USO DE ANTIDEPRESSIVOS DURANTE A GRAVIDEZ AUMENTA RISCO DE MALFORMAÇÕES NO NASCIMENTO

Edição Vol. 4, N. 7, 16 de Março de 2017

DOI: http://dx.doi.org/10.15729/nanocellnews.2017.03.16.002

Quanto a vida de seu bebê vale para você? Imagina uma mãe querer tirar a vida de seu próprio filho porque esqueceu de tomar o anticoncepcional ou usar a camisinha? Agora imagina aquela mãe que está com uma leve depressão e não quis fazer alguns exercícios físicos ou não quer esperar os 3 meses iniciais da gravidez para tomar antidepressivos e, ao final da gestação, causou danos irreversíveis no corpo de seu filho.
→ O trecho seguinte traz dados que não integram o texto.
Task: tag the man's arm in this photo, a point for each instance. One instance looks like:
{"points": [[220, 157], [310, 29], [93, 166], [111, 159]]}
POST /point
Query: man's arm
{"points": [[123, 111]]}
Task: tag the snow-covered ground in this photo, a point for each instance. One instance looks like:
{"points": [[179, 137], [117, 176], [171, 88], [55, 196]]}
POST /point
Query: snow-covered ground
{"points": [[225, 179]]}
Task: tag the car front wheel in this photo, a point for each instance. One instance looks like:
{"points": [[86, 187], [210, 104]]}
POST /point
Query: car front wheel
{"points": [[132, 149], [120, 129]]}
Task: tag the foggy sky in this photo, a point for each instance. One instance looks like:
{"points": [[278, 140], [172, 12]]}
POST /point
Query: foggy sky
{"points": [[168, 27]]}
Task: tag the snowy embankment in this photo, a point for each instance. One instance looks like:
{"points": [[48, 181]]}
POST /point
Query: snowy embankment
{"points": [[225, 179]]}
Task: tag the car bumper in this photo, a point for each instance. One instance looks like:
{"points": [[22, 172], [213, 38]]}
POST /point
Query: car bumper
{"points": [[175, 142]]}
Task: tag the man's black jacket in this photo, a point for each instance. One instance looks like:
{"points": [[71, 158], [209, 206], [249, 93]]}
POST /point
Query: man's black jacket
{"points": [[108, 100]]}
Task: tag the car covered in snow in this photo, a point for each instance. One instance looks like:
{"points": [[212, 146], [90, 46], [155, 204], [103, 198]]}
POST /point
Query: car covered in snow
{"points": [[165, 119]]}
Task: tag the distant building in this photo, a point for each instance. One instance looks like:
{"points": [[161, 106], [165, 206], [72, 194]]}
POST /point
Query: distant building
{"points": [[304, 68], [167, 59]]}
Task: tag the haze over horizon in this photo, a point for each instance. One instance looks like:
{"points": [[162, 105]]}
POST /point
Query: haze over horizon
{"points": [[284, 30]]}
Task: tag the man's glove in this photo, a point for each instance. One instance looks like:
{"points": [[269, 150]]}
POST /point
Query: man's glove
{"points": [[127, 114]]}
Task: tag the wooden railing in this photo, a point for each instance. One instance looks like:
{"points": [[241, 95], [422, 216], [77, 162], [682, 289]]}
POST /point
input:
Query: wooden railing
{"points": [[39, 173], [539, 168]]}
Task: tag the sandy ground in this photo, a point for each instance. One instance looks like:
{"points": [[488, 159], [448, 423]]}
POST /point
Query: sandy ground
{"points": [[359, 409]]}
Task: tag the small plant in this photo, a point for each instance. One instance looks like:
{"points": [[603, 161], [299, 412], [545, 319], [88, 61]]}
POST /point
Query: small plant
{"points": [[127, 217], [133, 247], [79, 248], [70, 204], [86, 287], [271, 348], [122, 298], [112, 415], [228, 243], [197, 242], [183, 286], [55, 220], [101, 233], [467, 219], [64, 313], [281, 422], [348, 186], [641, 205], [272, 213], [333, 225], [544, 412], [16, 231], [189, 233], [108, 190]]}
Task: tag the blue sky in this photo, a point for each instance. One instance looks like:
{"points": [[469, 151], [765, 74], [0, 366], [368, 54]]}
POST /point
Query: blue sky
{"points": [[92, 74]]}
Antidepressivos e outras drogas têm grandes chances de causar malformações físicas e intelectuais em seus bebês durante a gravidez. Veja como!

Um estudo da Université de Montréal, no Canadá, liderado pela Dra. Anick Bérard, professora na Faculdade de Farmácia da UdeM e pesquisadora afiliada do hospital CHU Sainte-Justine, revela que os antidepressivos prescritos a mulheres grávidas podem aumentar as chances de se ter um bebê com defeitos congênitos.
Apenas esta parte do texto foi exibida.